GA signaling dominates flowering regulation [17], primarily through DELLA-mediated integration with other pathways to activate reproductive development. DELLA proteins function as core negative regulators in GA signaling, restraining plant growth [46], and GA relieves the inhibitory effect of DELLA through the ubiquitin-proteasome system. GA binding to GID1 induces conformational changes [47], enhancing GA-DELLA interaction, which enables recognition by the E3 ubiquitin ligase F-box protein SLEEPY1 (SLY1), ultimately driving DELLA ubiquitination and 26S proteasomal degradation [48,49]. DELLA mutations accelerate floral initiation, whereas their accumulation delays flowering [50]. In this study, the expression levels of the five DELLA genes were significantly downregulated, and the total GA content was upregulated, consistent with the phenotype that the floral initiation of the paternal and the hybrid progeny was earlier than that of the maternal. Meanwhile, DELLA proteins can interact with multiple transcriptional regulators, effectively suppressing the DNA-binding capacity of transcription factors [51]. We identified seven transcription factors from the GA signaling pathway, including the PIF3 gene, that interact with DELLA, and the expression levels of these protein-coding genes are downregulated. Therefore, we propose that the GA-DELLA module serves as a crucial regulatory hub integrating GA with other plant hormone signal transduction pathways, which may be a key determinant of flowering time regulation in Camellia. The finding provide actionable targets for flowering time manipulation, and exogenous GA application could potentially fine-tune DELLA dynamics to extend the ornamental period, a hypothesis warranting field validation. Additionally, DELLA proteins can also interact with jasmonate ZIM-domain (JAZ) proteins, a key inhibitor of JA signal transduction, to reduce the inhibitory function of JAZ on its key target MYC2, thus affecting JA signal transduction [52]. GA-mediated degradation of DELLA proteins exerts negative regulation on JA signaling transduction.

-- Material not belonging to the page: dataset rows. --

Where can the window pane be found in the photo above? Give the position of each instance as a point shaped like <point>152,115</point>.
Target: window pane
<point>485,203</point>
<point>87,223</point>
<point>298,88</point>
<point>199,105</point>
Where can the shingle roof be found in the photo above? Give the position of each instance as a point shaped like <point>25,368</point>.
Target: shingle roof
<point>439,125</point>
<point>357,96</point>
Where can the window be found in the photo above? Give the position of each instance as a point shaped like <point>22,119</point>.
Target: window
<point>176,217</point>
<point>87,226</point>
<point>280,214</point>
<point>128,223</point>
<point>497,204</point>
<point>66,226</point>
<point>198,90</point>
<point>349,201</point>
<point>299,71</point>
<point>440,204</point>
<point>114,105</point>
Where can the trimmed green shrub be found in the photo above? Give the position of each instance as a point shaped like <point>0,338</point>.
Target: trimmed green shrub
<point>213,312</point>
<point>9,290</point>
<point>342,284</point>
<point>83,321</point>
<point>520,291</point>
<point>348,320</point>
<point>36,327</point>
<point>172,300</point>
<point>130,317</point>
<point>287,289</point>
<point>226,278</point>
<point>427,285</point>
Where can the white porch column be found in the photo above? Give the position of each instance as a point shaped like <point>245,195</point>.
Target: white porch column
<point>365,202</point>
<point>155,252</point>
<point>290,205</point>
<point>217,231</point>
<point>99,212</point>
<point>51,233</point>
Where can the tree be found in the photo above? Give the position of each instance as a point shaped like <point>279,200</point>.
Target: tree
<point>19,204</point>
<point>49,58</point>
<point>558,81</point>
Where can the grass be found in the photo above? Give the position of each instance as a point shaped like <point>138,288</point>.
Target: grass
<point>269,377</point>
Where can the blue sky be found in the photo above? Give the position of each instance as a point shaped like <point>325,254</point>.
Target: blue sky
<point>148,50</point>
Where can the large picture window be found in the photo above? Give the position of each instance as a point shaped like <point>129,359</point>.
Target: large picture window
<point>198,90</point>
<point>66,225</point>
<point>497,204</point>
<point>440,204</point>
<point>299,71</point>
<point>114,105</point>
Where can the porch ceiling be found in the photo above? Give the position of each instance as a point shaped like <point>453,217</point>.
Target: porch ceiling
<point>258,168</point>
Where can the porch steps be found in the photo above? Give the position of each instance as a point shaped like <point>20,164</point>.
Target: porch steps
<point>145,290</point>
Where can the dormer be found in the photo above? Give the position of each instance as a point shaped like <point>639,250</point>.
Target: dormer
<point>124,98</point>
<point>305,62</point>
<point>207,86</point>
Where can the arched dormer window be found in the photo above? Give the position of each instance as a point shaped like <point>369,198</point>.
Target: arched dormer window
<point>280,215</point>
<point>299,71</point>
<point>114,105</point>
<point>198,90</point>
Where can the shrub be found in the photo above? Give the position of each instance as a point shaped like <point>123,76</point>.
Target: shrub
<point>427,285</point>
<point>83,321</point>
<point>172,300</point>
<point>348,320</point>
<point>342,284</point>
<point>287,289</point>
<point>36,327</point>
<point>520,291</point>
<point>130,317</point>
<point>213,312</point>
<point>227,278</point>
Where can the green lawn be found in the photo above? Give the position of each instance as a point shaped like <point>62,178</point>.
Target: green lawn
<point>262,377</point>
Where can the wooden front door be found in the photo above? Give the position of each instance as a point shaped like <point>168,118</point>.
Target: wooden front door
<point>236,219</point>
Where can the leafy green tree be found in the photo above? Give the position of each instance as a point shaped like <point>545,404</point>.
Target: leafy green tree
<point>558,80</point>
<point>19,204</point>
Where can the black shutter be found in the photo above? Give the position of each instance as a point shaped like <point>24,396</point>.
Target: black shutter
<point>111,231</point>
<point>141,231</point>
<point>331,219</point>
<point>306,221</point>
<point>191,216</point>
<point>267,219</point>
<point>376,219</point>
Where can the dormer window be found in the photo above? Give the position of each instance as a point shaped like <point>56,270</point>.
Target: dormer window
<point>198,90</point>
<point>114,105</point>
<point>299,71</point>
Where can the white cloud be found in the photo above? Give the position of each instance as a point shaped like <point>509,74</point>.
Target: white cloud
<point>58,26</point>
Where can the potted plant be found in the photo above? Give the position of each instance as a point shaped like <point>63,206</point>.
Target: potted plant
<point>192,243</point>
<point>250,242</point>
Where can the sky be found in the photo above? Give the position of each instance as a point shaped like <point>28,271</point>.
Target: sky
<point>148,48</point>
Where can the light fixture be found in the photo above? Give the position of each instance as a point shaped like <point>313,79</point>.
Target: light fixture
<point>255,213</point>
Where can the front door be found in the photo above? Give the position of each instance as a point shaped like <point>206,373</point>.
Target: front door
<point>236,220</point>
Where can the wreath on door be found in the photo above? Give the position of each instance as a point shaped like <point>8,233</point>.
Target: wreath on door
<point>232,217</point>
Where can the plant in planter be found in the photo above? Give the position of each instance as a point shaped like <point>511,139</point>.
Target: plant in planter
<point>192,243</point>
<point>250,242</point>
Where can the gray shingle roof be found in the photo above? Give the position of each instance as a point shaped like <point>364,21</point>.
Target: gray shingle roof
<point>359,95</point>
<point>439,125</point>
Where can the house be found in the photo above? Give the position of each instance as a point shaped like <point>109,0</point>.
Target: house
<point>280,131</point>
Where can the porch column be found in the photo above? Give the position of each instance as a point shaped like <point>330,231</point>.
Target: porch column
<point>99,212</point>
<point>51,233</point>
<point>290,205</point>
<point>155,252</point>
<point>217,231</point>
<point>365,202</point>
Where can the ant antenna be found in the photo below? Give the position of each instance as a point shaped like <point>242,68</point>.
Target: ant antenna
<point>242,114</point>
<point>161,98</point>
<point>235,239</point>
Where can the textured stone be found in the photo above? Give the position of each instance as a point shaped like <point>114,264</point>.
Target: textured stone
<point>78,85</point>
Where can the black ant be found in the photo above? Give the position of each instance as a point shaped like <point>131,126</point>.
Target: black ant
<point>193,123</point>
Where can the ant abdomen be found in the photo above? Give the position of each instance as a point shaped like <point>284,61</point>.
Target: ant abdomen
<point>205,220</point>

However, the mechanism of GA-DELLA modulation in JA signal transduction requires further experimental validation.
The regulatory role of ABA in plant flowering represents a complex process, including both positive regulatory mechanisms (e.g., activation of FT and SOC1 genes under long-day conditions) [20,53] and negative regulatory mechanisms (e.g., FLC gene activation and DELLA protein modulation) [54,55,56], with its effects potentially varying according to environmental conditions and endogenous hormonal homeostasis. In this study, we observed downregulation of 3 ARF transcription factors with increased ABA levels in buds of summer-flowering germplasm, which was inconsistent with the known mechanism that ABA activates SOC1 via ABF transcription factor to promote flowering under drought stress. These findings suggest multifaceted roles of ABA in Camellia flowering regulation, potentially operating through the photoperiodic pathway and synergistically with other plant hormones. Notably, ABA exhibits distinct response mechanisms under stress versus non-stress conditions, and the spatiotemporally specific dual regulatory networks mediated by ABA during plant flowering remain poorly understood. However, leveraging ABA plasticity enables targeted hormone interventions to optimize flowering synchrony across variable environments.

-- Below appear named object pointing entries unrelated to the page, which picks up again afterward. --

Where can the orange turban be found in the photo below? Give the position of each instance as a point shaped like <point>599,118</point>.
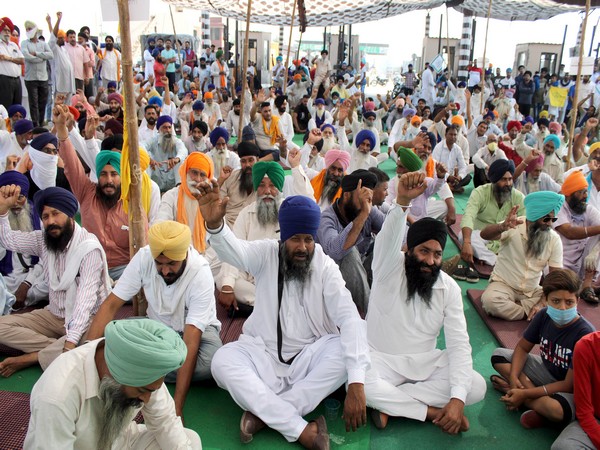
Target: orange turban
<point>574,182</point>
<point>199,161</point>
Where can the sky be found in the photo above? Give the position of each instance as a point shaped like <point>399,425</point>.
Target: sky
<point>404,34</point>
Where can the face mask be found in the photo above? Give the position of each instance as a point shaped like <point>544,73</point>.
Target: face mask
<point>561,316</point>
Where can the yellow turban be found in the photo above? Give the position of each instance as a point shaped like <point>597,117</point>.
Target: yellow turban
<point>171,239</point>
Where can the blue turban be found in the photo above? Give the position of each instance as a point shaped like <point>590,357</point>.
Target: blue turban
<point>498,168</point>
<point>298,215</point>
<point>40,141</point>
<point>554,139</point>
<point>162,120</point>
<point>57,198</point>
<point>156,100</point>
<point>108,157</point>
<point>13,109</point>
<point>365,135</point>
<point>218,132</point>
<point>541,203</point>
<point>13,177</point>
<point>22,126</point>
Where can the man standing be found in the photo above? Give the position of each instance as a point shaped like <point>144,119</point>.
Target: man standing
<point>11,60</point>
<point>526,249</point>
<point>297,283</point>
<point>179,289</point>
<point>76,273</point>
<point>88,399</point>
<point>36,54</point>
<point>411,301</point>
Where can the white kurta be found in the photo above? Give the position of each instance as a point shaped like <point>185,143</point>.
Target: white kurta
<point>409,373</point>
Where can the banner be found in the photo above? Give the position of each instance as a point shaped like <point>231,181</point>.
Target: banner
<point>557,96</point>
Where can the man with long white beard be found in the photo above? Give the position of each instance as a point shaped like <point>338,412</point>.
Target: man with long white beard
<point>23,274</point>
<point>223,159</point>
<point>527,247</point>
<point>166,154</point>
<point>90,396</point>
<point>258,220</point>
<point>411,301</point>
<point>74,268</point>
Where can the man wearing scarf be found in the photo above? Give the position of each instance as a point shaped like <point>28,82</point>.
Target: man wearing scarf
<point>89,398</point>
<point>11,60</point>
<point>23,274</point>
<point>527,247</point>
<point>265,124</point>
<point>280,370</point>
<point>219,70</point>
<point>411,301</point>
<point>74,268</point>
<point>102,210</point>
<point>179,288</point>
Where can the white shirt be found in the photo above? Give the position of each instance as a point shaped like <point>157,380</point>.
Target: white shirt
<point>194,288</point>
<point>66,412</point>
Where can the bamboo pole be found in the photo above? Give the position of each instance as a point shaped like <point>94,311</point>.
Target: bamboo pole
<point>137,230</point>
<point>577,84</point>
<point>487,26</point>
<point>287,58</point>
<point>244,77</point>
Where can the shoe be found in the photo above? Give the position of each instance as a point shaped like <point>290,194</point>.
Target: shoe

4.4. Flavonoid Dynamics and Bud Development

Flavonoids, a kind of polyphenolic compounds with known antioxidant activity, the main categories, including flavones, flavonols, flavanones, isoflavones, anthocyanins. Flavonoid content is closely related to plant species and stage of growth and development, exhibiting significant differences between plant organs, predominantly accumulating in leaves and flowers, and their content commonly first increases and then decreases with the process of plant growth and senescence [57]. For instance, total flavonoid content in flax demonstrates initial increases followed by decreases throughout seed germination, vegetative growth, flowering, and maturation, peaking during the flowering stage [58]. In Juglans regia, the flavonoid content (catechin, myricetin) in the annual branches shows progressive accumulation from spring to summer [59]. Flavonoids in Zingiber mioga are closely related to the color formation of buds, and most metabolites tended to accumulate and reached the maximum at the maturity stage [60]. The biosynthesis of flavonoids involves complex metabolic pathways regulated by key enzymes, including CHS, chalcone isomerase (CHI), flavonol synthetase (FLS), and transcription factors (e.g., MYB, bHLH) [61,62]. Our findings reveal elevated flavonoid levels in buds of C. azalea and Camellia ‘Lingnan Yuanbao’ during pre-flowering stages, consistent with previous reports. Upon the onset of the flowering stage in Camellia, key genes encoding flavonoid biosynthetic enzymes and transcription factors are activated, promoting flavonoid biosynthesis. Thus, in Camellia species, flavonoid dynamics are tightly linked to phenological transitions, and bud dormancy release coincides with flavonoid accumulation, suggesting these metabolites serve as biochemical markers of bud developmental progression. Activation of flavonoid biosynthetic genes during floral initiation further supports their functional importance in Camellia flowering regulation.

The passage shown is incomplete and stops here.